Urgh, not another marketing term…

This one’s a good one. Trust us.

A circular business model is like a loop where resources are used, reused, and recycled instead of being thrown away after just one use.

We see this in everyday life. For example, when you purchase something for your new hobby. Let’s say a yoga mat. 

You swore yoga would be your new hobby, and heck, maybe it was. 

But let’s say it didn’t quite stick (we’ve all been there), or on the other hand, it becomes your new passion, and you want a new, more advanced one.

Instead of throwing yours away, you give it to somebody who will get a good us out of it. Better yet, the new one you now have has been passed down by somebody who is more advanced and also wants a new one.

In a circular business model, companies aim to minimise waste by designing products that can be easily repaired, reused, or recycled. 

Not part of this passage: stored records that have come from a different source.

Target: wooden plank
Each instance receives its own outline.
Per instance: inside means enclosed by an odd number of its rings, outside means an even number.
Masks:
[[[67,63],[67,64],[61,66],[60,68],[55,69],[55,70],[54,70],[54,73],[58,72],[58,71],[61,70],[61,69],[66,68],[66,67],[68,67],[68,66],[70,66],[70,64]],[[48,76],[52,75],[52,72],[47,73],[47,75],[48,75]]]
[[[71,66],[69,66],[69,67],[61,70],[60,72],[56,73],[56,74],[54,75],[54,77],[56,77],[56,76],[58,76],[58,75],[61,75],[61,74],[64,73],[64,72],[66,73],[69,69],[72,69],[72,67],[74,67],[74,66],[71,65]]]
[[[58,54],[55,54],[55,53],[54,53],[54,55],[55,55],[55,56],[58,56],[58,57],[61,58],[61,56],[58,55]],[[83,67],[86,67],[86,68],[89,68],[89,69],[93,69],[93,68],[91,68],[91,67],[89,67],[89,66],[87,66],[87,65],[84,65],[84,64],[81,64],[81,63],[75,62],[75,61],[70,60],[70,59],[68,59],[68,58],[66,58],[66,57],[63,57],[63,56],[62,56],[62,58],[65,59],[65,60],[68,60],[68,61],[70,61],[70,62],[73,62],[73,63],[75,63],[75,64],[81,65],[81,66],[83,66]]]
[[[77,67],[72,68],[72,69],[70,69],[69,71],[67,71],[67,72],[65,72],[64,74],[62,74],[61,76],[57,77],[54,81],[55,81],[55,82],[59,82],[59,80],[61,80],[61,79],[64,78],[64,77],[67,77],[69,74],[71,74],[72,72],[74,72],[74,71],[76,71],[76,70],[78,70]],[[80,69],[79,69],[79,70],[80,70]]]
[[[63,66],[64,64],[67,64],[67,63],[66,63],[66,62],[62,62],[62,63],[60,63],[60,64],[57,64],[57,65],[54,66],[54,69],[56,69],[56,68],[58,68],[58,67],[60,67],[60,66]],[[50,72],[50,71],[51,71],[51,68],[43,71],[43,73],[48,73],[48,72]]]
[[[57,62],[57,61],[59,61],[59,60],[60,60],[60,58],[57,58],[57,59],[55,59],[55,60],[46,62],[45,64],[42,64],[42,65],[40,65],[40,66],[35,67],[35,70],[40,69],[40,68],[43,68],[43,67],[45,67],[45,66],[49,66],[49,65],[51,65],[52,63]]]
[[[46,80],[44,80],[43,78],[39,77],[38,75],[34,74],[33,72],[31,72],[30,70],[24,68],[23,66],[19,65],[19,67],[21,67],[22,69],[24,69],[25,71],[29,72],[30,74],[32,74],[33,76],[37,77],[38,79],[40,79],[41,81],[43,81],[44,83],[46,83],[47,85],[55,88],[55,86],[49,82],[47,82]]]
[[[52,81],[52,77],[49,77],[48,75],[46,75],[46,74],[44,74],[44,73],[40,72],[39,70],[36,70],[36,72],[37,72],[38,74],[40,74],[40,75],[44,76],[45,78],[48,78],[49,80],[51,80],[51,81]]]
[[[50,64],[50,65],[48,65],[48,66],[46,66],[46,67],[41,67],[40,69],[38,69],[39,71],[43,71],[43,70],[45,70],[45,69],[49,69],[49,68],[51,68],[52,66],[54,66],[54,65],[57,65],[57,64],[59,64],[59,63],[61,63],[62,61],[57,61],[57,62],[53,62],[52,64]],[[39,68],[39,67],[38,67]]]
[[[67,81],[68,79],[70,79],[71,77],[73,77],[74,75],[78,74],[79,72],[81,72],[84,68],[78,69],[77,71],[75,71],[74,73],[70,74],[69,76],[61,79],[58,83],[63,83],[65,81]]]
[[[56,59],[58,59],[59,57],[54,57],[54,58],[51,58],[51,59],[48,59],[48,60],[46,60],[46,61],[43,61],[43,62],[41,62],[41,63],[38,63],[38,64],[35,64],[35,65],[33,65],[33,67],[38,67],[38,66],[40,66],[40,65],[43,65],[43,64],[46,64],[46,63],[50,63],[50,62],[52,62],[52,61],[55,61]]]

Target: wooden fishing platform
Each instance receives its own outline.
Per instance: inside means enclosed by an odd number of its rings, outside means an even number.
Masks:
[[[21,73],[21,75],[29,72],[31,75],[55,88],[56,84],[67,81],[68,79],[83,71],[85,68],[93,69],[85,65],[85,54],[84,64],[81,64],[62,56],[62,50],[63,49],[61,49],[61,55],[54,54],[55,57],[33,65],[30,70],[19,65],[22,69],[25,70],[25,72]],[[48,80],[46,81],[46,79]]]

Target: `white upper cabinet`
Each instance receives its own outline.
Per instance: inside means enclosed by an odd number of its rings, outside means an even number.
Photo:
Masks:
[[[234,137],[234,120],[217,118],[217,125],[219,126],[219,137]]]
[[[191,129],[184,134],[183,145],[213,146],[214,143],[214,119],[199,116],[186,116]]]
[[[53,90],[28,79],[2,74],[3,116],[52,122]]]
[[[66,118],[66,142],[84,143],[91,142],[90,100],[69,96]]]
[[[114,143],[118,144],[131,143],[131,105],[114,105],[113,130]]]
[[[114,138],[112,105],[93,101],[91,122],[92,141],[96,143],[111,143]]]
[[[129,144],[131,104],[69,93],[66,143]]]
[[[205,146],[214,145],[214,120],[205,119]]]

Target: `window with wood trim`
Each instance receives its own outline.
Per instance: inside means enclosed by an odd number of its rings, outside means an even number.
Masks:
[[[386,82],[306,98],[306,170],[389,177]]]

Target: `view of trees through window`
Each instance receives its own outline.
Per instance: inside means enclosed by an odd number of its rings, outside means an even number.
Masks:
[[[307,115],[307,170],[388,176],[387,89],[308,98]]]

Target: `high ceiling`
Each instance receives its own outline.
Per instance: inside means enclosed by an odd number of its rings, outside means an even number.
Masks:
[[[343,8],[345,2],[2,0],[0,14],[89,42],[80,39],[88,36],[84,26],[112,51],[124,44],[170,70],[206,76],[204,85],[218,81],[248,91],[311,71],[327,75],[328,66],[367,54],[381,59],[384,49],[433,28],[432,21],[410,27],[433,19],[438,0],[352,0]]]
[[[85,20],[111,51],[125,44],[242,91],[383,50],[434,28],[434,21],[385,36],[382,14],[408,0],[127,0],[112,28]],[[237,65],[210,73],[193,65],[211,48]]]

They try to keep resources in use for as long as possible and minimise the amount of new resources they need to use. The goal is to reduce environmental impact and create a more sustainable way of doing business.

Three brands who have taken the circular business model by storm

Natural Nuance

Not only are Natural Nuance’s bags and purses absolutely beautiful, but they also are huge advocates for circular design.

They want their customers to appreciate the love and craftsmanship of their pieces every single time they reach for their bags.

But what makes them circular?

  1. Their products are designed to separate material types for easy recycling. 
  2. They keep adhesive to the absolute minimum, and we avoid using glue altogether on larger areas, making it super easy to separate the materials.
  3. As for the metal parts, they have designed them so they can be reused and are easy to remove, too.

That means once you have worn, loved and are ready to pass your bag on, the bag will have a gorgeous new life with somebody else.

Check them out!

Blue of a kind

Now we all know how impossible it is to find the perfect pair of jeans.

And when you do, you want them to last forever.

Well, Blue of a Kind makes it a heck of a lot easier. 

Why? Because they offer free repairs… for life.

Rather than constantly pushing more, more, more, they work with what already exists. 

Here’s how:

  1. If there’s a rip in your jeans, you simply send them off, and they fix them up for you
  2. Rather than constantly encouraging you to buy more, they remind you to use what you already have
  3. They are made with upcycled garments, either by post-industrial, 100% cotton faulty or leftover fabrics. Their garment accessories are made of 100% organic, partially recycled cotton, and buttons and zippers are made with nickel-free metal!

Check them out!


We couldn’t write this article without including one of our own clients.

PROTSAAH create the most beautiful artisanal jewellery, crafted to empower men and women all over the world. 

But most importantly, they ensure that no piece goes unloved. Whether broken, bent or tarnished, it still deserves a new life, and PROTSAAH will help you do that.

Their pieces really do last a lifetime.

Here’s how they do it:

  1. A broken piece of jewellery is returned. This could be a missing earring, a broken ring, and so much more.
  2. They remove the stones and melt down the metal to return it to its purest form.
  3. From there, they craft something new, providing an old piece with a new life.

Check them out!

What does it mean for you as a business?

We encourage you to look at your model and consider how to incorporate a more circular approach. 

Here are just a few of the steps you could take to kick off your journey:

  • Look at the current lifecycle of your products: Where do they start, and where do they end up? 
  • Establish Take-Back Programs: Implement programs to take back used products from customers at the end of their life cycle. This can involve refurbishing and reselling them, recycling materials, or repurposing components.
  • See the value in everything: Look at how you can recover valuable resources or energy from products or byproducts you would otherwise throw away.

It’s all about learning how to encourage your customers to think less about what they want and to look more at what they already have.